The previous description is of preferred embodiments for implementing the invention, and the scope of the invention should not necessarily be limited by this description. The scope of the present invention is instead defined by the following claims.

Claims

1. A method for coating a foam for placement on a wound site, the method comprising the steps of:

combining a hydrophilic gel with silver to create a coating solution;

agitating the coating solution in a closed environment;

placing the foam in the closed environment;

saturating the foam with the coating solution;

removing excess solution from the saturated foam; and

drying the saturated foam.

2. The method of claim 1, wherein the foam comprises polyurethane.

3. The method of claim 1, wherein the coating solution comprises a silver hydrogel polymer.

4. The method of claim 3, wherein the coating contains PVP.

5. The method of claim 3, wherein the coating contains Chitosan.

6. The method of claim 3, wherein the coating contains silver sodium aluminosilicate.

7. The method of claim 1, further comprising the step of placing the solution in a holding tank after the step of combining the hydrophilic gel.

8. The method of claim 1, wherein the environment is a dark environment to prevent the foam from changing color.

9. The method of claim 1, wherein the foam comprises reticulated polyurethane die cut.

10. The method of claim 1, wherein the step of saturating the foam with the solution is accomplished through soaking the foam in the solution.

11. The method of claim 1, wherein the step of saturating the foam with the solution is accomplished through squeezing the foam in the solution to allow the foam to absorb the solution.

12. The method of claim 1, further comprising the step of weighing the saturated foam after the step of saturating the foam.

13. The method of claim 12, further comprising the step of weighing the foam a second time after the step of drying the foam.

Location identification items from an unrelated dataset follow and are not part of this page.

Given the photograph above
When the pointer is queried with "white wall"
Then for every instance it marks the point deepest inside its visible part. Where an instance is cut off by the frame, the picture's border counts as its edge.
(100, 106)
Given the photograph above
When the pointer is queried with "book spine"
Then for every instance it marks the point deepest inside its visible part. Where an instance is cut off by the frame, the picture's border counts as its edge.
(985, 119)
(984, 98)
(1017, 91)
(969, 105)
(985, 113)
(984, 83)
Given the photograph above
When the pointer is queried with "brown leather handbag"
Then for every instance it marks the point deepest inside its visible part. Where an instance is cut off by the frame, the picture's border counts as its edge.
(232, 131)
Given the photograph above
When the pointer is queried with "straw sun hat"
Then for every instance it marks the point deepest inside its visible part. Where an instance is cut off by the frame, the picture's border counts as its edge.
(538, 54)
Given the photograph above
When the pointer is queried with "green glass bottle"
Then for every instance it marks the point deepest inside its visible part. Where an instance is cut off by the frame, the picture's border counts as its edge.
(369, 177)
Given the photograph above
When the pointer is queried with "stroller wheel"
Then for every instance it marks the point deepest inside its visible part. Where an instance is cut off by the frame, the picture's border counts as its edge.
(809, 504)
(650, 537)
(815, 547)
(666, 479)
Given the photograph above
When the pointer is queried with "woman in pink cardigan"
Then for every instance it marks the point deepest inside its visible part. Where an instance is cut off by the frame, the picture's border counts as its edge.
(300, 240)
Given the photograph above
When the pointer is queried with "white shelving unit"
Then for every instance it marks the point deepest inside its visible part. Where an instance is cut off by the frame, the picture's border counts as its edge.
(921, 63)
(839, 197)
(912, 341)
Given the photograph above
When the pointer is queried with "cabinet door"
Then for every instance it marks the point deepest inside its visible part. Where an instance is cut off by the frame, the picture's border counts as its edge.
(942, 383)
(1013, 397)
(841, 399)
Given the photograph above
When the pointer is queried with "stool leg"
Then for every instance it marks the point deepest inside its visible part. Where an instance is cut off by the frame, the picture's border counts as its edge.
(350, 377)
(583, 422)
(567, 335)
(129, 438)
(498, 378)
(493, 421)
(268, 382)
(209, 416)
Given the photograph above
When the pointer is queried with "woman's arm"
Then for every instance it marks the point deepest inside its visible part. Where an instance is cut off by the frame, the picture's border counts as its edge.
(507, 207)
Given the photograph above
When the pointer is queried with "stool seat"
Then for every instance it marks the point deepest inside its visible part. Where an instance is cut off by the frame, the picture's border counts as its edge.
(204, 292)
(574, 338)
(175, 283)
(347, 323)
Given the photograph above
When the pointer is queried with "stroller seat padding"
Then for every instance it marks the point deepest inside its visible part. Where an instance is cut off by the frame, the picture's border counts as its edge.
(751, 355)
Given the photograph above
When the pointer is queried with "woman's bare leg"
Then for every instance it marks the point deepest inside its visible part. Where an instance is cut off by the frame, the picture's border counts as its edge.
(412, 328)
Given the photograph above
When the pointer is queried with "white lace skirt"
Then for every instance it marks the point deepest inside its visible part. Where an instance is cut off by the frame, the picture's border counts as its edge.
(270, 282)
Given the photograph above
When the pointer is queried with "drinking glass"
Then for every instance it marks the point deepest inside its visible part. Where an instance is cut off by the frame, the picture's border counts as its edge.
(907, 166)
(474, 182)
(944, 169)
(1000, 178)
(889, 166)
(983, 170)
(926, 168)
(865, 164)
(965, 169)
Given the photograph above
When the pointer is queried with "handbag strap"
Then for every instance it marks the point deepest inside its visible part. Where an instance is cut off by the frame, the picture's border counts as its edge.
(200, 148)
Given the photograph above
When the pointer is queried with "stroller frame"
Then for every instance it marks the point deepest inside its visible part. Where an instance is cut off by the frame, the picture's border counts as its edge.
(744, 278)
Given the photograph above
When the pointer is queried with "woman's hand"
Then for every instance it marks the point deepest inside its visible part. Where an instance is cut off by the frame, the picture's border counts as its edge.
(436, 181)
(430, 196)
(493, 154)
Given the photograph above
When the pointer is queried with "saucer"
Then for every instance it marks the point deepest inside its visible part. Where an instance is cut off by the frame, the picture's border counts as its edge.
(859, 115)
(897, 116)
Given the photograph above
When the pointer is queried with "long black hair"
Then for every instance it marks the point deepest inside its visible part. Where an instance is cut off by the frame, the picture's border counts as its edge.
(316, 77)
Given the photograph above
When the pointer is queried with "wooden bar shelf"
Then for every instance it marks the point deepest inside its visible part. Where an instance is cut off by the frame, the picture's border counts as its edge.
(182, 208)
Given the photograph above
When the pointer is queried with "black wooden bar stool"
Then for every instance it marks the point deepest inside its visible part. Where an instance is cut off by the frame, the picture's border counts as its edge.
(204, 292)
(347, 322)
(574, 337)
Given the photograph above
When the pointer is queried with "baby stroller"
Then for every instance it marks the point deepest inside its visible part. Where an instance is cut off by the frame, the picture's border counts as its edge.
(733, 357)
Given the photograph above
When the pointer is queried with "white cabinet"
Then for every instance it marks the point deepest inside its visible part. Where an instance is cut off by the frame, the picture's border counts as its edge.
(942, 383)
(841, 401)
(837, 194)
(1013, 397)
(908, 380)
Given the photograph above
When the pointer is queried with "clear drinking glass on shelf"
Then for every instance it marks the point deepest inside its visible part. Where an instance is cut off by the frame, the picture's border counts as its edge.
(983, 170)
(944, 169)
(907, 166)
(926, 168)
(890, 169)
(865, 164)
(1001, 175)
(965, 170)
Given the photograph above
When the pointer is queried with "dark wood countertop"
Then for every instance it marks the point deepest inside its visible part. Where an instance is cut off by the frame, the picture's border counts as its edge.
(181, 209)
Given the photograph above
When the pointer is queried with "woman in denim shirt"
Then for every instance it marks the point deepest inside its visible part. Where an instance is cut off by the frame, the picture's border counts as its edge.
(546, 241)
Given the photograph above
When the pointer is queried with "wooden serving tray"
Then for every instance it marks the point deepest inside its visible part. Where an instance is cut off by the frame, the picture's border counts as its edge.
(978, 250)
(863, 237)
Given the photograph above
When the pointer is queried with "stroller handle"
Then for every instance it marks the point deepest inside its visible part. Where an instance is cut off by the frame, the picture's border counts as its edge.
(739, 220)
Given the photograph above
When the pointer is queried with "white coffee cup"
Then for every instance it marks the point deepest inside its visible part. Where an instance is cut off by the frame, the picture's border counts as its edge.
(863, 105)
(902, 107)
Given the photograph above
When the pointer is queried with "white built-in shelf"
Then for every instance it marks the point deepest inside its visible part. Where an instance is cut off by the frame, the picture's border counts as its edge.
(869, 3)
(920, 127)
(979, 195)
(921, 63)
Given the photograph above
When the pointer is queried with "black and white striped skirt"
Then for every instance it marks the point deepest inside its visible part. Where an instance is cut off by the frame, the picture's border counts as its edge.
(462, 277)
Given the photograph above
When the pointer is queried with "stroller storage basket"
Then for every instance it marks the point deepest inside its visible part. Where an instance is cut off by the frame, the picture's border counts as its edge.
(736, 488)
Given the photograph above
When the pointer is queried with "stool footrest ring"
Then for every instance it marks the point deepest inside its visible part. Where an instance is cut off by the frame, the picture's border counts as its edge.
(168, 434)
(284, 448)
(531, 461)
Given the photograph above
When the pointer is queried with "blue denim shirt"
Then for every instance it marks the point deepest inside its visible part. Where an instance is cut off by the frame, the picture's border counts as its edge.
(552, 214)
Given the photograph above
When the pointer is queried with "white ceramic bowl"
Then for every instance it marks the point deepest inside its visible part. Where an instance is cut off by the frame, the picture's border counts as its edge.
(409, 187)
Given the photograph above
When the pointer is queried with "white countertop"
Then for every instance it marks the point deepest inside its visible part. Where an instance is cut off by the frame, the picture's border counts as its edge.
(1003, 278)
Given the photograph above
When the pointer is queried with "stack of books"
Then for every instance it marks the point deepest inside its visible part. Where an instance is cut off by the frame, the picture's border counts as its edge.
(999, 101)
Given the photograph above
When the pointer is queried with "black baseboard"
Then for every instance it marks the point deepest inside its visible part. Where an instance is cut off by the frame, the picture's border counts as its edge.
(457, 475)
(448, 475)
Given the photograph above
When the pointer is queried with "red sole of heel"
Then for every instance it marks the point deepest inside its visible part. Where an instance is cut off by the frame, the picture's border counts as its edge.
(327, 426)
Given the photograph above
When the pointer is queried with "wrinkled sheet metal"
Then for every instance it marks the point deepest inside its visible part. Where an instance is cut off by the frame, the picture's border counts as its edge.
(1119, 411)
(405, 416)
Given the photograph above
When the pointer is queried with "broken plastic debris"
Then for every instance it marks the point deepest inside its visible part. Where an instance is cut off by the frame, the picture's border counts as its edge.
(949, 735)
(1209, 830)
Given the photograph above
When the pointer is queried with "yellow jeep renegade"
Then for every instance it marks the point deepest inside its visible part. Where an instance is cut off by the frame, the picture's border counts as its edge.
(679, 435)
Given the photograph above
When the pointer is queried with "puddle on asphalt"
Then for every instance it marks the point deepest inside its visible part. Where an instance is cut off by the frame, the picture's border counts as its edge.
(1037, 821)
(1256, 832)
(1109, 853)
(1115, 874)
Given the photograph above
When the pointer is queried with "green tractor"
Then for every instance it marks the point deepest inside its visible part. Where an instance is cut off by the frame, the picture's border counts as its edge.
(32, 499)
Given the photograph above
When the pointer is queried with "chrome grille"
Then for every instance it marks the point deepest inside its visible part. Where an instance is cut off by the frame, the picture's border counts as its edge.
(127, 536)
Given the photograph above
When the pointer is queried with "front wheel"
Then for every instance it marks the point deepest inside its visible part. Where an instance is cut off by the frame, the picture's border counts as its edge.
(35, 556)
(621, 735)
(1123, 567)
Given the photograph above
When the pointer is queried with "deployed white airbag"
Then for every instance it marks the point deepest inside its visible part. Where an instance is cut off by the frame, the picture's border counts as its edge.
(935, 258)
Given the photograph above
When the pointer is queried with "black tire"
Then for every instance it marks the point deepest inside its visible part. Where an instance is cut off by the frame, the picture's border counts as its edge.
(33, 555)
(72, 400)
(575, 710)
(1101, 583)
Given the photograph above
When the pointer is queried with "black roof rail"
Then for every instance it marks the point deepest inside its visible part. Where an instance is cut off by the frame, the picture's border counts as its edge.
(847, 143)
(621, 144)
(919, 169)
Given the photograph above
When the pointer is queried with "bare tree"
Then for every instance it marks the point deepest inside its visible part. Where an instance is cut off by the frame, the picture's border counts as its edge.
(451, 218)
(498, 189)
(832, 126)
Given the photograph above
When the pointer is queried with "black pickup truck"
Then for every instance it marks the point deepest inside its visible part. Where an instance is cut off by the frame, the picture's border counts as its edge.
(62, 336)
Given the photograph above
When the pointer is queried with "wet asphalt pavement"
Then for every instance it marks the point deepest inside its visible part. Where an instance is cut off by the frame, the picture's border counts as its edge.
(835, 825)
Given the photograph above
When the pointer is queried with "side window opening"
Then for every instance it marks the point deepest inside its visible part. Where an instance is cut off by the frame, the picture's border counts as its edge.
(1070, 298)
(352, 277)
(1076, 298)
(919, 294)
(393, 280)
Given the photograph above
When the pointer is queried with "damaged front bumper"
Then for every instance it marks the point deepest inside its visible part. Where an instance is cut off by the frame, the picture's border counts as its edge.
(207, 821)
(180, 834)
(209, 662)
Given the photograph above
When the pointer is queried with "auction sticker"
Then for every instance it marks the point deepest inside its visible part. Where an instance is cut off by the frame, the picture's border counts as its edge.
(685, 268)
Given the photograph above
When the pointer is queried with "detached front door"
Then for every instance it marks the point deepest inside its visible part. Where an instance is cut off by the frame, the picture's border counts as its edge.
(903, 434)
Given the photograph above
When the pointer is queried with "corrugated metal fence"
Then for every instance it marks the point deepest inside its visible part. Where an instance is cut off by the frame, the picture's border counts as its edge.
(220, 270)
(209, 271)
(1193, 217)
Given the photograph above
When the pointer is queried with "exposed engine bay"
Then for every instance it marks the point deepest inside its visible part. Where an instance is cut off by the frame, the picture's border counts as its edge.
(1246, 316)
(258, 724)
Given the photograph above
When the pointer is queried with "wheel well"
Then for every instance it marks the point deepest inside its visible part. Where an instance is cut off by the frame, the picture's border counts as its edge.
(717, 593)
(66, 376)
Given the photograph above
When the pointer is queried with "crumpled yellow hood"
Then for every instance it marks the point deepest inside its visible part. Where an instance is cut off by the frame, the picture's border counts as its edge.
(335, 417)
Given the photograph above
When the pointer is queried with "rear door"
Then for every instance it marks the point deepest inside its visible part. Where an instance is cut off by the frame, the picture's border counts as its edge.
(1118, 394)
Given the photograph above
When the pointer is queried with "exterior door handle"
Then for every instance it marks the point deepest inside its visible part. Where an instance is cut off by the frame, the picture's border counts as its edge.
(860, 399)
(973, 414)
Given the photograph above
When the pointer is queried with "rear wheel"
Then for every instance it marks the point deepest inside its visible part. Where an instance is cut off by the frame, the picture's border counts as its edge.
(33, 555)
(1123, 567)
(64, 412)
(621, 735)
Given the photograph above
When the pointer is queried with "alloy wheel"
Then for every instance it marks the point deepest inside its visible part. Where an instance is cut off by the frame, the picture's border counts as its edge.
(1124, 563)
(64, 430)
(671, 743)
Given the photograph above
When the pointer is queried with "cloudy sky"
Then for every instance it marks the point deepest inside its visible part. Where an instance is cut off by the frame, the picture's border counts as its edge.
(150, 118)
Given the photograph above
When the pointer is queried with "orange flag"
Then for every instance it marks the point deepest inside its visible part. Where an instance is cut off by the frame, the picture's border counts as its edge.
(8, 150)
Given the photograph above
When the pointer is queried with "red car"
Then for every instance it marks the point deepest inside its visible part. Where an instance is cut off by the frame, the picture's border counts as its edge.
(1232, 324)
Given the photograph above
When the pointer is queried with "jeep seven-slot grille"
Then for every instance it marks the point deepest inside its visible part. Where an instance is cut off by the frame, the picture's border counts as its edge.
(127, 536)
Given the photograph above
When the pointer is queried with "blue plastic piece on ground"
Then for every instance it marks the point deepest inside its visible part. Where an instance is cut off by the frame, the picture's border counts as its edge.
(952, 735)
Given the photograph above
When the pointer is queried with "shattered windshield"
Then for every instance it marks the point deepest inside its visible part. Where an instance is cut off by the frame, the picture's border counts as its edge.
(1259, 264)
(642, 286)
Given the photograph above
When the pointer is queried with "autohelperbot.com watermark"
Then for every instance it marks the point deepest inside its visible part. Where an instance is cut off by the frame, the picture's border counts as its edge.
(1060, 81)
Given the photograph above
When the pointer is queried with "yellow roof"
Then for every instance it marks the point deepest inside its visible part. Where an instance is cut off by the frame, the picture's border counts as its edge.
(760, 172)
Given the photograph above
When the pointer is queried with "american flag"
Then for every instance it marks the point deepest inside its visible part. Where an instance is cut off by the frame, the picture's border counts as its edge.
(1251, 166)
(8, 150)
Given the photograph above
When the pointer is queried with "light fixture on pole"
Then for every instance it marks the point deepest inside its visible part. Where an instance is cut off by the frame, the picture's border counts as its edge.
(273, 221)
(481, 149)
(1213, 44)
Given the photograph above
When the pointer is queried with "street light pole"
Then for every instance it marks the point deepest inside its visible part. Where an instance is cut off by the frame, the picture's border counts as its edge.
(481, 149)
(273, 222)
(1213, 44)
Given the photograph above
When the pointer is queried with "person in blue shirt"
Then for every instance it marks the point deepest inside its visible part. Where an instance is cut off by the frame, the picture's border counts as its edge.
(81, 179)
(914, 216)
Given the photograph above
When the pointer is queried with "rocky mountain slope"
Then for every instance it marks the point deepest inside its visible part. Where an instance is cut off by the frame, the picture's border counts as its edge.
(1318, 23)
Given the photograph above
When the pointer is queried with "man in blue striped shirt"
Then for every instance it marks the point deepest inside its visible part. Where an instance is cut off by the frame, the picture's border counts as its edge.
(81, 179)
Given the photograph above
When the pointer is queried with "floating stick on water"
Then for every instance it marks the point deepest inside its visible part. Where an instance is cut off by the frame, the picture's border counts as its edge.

14. The method of claim 1, wherein the step of drying the saturated foam comprises placing the foam in a convectional forced-air oven set to a predetermined temperature for a predetermined amount of time.

15. The method of claim 1, further comprising packaging the foam in a moisture vapor transmission rate pouch to limit exposure of the foam to light and to humidity.

16. The method of claim 1, further comprising:

placing the foam on a wound site;

covering the wound site with a drape;

connecting a vacuum hose at one end to the foam through the drape and at the other end to a vacuum;

applying negative pressure to the wound site to pull pathogens and other harmful material through the foam to kill the pathogens and harmful material.

17. A method for treating a wound, comprising the steps of:

combining a hydrophilic gel with silver to create a coating solution;

agitating the coating solution in a holding tank;

placing the foam in the holding tank;

saturating the foam with the coating solution by soaking the foam in the coating solution for a predetermined amount of time;

removing excess solution from the foam by rolling the saturated foam through a roller;

drying the foam in a convection oven at a temperature of about 90° C. for at least about 6 minutes to completely dry the foam;

applying the foam to a wound surface;

connecting a vacuum to the foam;

draping the wound surface; and

applying negative pressure to the wound via the vacuum, wherein harmful materials from the wound are neutralized via the coating on the foam.

18. The method of claim 17, wherein the coating solution comprising a debriding agent.

19. The method of claim 17, wherein the coating comprises anesthetizing agents.

20. The method of claim 17, wherein the coating comprises a growth factor.